Lewiston, Maine – Americans shouldn’t expect Mother Nature to help with their heating bills this winter because it’s going to be nippy, according to the venerable Farmers’ Almanac.
After one of the warmest winters ever, this winter will be much colder than normal, the almanac predicts.
“Shivery is not dead!” declared editor Peter Geiger as the latest edition of the 190-year-old publication hits the newsstands.
The almanac, which claims its forecasts are accurate 80 percent to 85 percent of the time, correctly predicted a “polar coaster” of dramatic swings for last winter, Geiger said. For example, New York City collected 40 inches of snow even though it was one of the warmest winters in the city’s history.
This year, predicts the almanac’s forecaster, Caleb Weatherbee, it’ll be especially snowy across the mountains of the Southwest, much of the Pacific Northwest, the nation’s midsection and parts of eastern New England.
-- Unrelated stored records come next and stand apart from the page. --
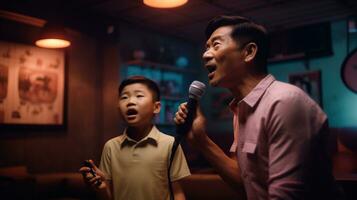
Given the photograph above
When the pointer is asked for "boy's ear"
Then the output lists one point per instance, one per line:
(250, 51)
(157, 107)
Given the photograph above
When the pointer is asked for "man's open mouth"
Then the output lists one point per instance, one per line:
(211, 68)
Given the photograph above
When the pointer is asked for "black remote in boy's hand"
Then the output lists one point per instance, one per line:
(87, 163)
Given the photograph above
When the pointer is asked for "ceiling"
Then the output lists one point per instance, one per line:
(187, 21)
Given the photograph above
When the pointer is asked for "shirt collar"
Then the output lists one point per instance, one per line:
(153, 135)
(253, 97)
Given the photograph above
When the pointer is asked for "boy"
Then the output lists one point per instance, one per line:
(134, 165)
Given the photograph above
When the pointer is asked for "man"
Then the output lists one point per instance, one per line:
(279, 132)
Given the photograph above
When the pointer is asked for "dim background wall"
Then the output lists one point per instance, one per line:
(338, 101)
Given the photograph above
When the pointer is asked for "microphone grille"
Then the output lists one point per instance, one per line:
(197, 89)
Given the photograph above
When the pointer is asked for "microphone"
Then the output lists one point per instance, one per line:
(195, 93)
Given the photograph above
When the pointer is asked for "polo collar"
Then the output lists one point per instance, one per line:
(253, 97)
(153, 135)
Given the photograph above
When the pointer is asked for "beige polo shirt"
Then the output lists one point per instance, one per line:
(138, 169)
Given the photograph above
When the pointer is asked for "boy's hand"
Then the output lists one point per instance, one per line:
(97, 182)
(197, 133)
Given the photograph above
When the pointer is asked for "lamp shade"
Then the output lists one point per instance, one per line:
(53, 36)
(164, 3)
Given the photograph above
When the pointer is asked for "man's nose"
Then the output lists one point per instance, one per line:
(207, 55)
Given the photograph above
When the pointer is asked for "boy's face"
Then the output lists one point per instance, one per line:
(223, 58)
(137, 105)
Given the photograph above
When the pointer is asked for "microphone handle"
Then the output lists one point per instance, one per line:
(183, 129)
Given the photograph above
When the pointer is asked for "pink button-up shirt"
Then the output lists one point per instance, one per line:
(279, 138)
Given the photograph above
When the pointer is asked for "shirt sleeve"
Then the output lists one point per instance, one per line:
(179, 168)
(105, 162)
(293, 123)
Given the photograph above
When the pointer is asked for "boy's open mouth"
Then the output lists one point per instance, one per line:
(131, 112)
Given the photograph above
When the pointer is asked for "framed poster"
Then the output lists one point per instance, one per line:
(310, 82)
(349, 71)
(31, 85)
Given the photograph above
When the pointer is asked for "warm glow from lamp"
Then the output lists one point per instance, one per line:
(53, 43)
(164, 3)
(53, 35)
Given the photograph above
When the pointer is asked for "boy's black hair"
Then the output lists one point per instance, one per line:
(244, 31)
(153, 87)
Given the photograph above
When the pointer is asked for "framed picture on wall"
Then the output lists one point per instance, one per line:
(310, 82)
(31, 85)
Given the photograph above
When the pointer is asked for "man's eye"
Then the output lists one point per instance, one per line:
(216, 44)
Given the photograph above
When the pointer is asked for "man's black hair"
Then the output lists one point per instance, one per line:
(153, 87)
(244, 31)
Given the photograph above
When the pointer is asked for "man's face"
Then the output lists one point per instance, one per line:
(136, 105)
(223, 58)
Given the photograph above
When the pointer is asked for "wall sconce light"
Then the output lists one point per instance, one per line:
(164, 3)
(53, 36)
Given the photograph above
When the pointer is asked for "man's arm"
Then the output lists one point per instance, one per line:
(291, 131)
(227, 167)
(178, 191)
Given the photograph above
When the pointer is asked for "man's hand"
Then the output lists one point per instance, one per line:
(197, 133)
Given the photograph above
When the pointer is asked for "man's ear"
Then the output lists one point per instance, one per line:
(157, 107)
(250, 52)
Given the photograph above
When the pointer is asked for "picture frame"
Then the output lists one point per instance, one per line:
(309, 82)
(32, 86)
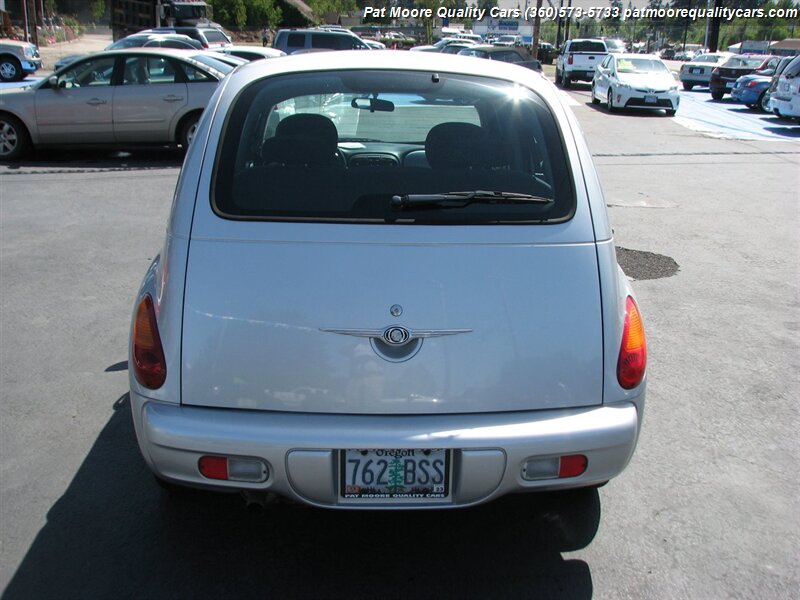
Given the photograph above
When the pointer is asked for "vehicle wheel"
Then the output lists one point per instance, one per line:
(15, 141)
(763, 102)
(187, 131)
(10, 69)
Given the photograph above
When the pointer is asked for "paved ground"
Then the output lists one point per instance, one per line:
(90, 42)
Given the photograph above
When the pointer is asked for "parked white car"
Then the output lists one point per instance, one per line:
(698, 70)
(635, 81)
(388, 281)
(785, 100)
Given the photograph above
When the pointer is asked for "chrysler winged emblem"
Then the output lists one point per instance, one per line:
(396, 335)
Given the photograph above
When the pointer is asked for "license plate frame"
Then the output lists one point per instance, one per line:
(372, 475)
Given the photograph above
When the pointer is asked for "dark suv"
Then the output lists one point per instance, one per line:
(724, 76)
(294, 40)
(209, 37)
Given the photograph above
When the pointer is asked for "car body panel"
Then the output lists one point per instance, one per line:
(82, 114)
(724, 77)
(516, 369)
(748, 89)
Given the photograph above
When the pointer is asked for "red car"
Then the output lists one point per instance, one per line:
(724, 77)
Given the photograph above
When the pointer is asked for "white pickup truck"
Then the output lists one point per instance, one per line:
(578, 59)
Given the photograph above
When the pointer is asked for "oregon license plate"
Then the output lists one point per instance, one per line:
(398, 474)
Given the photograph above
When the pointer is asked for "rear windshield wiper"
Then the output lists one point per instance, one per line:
(461, 199)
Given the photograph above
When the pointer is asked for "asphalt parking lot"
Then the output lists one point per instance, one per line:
(707, 221)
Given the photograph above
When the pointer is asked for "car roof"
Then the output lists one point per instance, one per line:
(630, 55)
(383, 60)
(170, 52)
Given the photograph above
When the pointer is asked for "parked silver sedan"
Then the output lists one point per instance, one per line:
(114, 98)
(388, 281)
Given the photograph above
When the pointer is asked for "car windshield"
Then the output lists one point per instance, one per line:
(339, 146)
(134, 41)
(641, 65)
(473, 52)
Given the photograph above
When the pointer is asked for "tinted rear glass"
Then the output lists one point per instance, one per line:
(340, 146)
(330, 42)
(215, 36)
(296, 40)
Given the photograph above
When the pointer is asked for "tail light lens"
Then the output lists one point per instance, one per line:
(633, 350)
(149, 364)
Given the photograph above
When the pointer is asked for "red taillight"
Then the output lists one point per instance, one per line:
(149, 364)
(633, 350)
(213, 467)
(572, 466)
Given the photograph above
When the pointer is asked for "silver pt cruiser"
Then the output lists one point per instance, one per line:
(388, 281)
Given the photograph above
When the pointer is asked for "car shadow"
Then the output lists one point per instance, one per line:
(626, 112)
(115, 533)
(77, 159)
(787, 130)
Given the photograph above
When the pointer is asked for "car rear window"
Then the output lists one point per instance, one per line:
(587, 46)
(372, 146)
(296, 40)
(744, 62)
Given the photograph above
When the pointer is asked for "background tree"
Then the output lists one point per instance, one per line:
(326, 7)
(97, 8)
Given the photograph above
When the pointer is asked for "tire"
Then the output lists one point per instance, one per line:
(763, 102)
(10, 69)
(15, 141)
(187, 131)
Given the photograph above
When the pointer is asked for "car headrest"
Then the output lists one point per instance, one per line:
(456, 146)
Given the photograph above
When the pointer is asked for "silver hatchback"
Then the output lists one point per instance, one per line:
(388, 281)
(116, 98)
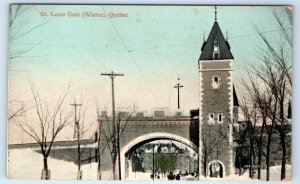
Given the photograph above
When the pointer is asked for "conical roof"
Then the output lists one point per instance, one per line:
(207, 47)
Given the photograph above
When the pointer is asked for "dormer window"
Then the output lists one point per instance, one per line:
(211, 119)
(216, 82)
(216, 48)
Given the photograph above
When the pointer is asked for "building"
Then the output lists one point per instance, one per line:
(218, 105)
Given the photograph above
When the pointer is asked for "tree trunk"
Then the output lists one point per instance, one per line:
(259, 163)
(268, 159)
(45, 171)
(283, 158)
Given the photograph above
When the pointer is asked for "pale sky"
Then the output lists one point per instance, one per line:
(152, 47)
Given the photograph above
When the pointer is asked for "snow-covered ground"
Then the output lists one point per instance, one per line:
(28, 164)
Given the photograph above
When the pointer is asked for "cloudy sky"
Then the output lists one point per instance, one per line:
(152, 46)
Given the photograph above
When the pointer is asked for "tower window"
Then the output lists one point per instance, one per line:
(220, 118)
(216, 82)
(211, 119)
(216, 48)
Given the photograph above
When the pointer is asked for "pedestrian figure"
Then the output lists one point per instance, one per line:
(177, 177)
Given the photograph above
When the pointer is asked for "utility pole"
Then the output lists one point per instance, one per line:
(115, 142)
(153, 162)
(77, 128)
(178, 86)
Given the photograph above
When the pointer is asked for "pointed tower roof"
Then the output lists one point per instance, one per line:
(215, 35)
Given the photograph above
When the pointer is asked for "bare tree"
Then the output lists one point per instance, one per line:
(50, 119)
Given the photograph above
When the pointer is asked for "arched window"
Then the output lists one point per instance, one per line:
(216, 82)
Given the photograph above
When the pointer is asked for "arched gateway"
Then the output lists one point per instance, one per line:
(135, 143)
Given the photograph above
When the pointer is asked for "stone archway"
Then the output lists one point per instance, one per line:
(148, 138)
(216, 169)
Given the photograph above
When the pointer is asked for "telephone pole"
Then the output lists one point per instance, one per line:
(76, 126)
(178, 86)
(115, 139)
(75, 107)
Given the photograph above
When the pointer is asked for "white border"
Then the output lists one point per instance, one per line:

And it will be frigid from the Gulf Coast all the way up the East Coast.
But it’ll be especially nippy on the northern Plains – up to 20 degrees below seasonal norms in much of Montana, the Dakotas and part of Wyoming, he writes.
“Because of energy costs, nobody wants to hear that it’s going to be cold,” Geiger said.
On the other hand, “for those who enjoy the outdoors, it’s going to be good news,” he said.
Weatherbee makes his forecasts two years in advance using a secret formula based on sunspots, the position of the planets and the tidal action of the moon.
Ken Reeves, director of forecasting operations for Accuweather Inc., said the almanac’s “concept or technique is different from what is done by the scientific meteorological community, but that doesn’t mean it’s without any merit.”
The Farmers’ Almanac differs from the New Hampshire-based Old Farmer’s Almanac.